To buttress their impossible effort position the authors cite to an interesting paper by Kelly and Calvo, “Insight: The Scope of a Sextillon — How Courts Misapply Law of Enablement to Life Sciences,” (May 1st, 2020). The authors demonstrate that 16 unique square paintings, placed in a 4×4 grid and each equipped with 4 possible orientations (by rotation), yield over 89 sextillion potential arrangements. “If the skilled artisan generated 1 arrangement per second, it would take 20,000 times the age of the known universe to try them all…The true measure of enablement is thus whether a skilled artisan could practice any embodiment without undue experimentation—not whether he can actually make every embodiment. The former provides the proper incentive balance to reward innovation, while the latter allows our difficulty conceptualizing very large numbers to cloud the analysis.”

This misguided focus on whether or not the inventors can enable the “full scope” of the claimed invention without unreasonable experimentation—conducted by trial and error—drove the Amgen v. Sanofi decision, which, in turn recently doomed the antibody claims in Baxalta Inc. v. Genentech, Inc., no. 2022-1461 (Fed. Cir., Sept. 20, 2023). Claim 1 of U.S. Patent no. 7,033,590 reads “An isolated antibody or antibody fragment thereof that binds Factor IX or Factor IXa and increases the procoagulant activity of Factor IXa.” This is a method of treatment for hemophilia. From the analysis above, you can predict that the patent was going to be held invalid as soon as the parties began analyzing the “full scope of the invention.” “Baxalta argues summary judgment of invalidity was improper because, when viewing the evidence in the light most favorable to Baxalta, skilled artisans can obtain the full scope of the claimed antibodies without undue experimentation.” The court simply relied on Amgen as teaching “[t]he full scope of the claims covered potentially millions of antibodies, but the specification only disclosed the amino acid sequences of 26 antibodies that performed the claimed functions.” Toward the end of the opinion the court conceded that “methods like a roadmap or conservative substitution might be sufficient to enable other claims under different circumstances, such as where the patent discloses ‘a quality common to every fundamental embodiment.’…In some cases, disclosing that general quality may reliably enable a person skilled in the art to make and use all that is claimed, not merely a subset.”

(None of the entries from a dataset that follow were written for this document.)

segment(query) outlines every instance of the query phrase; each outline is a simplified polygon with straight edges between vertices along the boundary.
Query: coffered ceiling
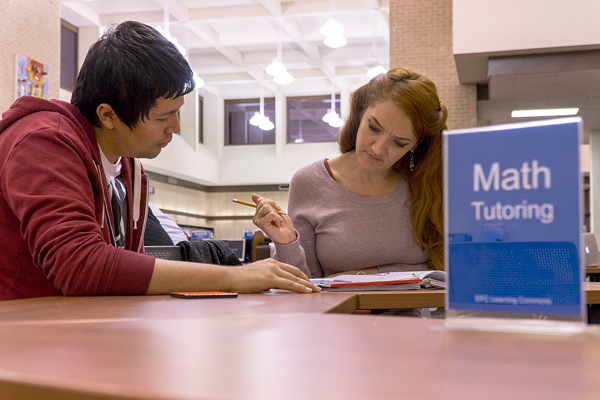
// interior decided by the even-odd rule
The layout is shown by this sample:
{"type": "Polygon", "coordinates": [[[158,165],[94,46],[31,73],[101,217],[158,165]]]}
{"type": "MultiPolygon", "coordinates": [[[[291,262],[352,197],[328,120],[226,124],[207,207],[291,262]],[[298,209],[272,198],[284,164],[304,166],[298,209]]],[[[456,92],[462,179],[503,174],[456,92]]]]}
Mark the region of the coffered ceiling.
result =
{"type": "Polygon", "coordinates": [[[387,0],[338,0],[333,16],[348,44],[323,44],[320,27],[329,19],[328,0],[61,0],[71,24],[105,27],[137,20],[162,28],[168,8],[170,32],[187,50],[190,65],[207,90],[224,98],[331,93],[368,81],[363,66],[372,55],[389,68],[387,0]],[[281,26],[282,61],[294,77],[282,86],[265,74],[277,56],[281,26]]]}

From the discussion of big numbers above, the burden of dealing with “every fundamental embodiment” cannot be met, at least not in the known world. I am no expert in nascent technologies, but perhaps this is a job for AI. The inventors would use AI to generate useful analogs by screening properties common or related to the working examples considered as a group. For example, AI might tell us that 2’, 3’ substitution is more likely to have the ability to bind to the receptor than a 2’, 3’ double bond, after screening the first million possible analogs. AI might locate general qualities that we could never imagine, even ones that might please a future court.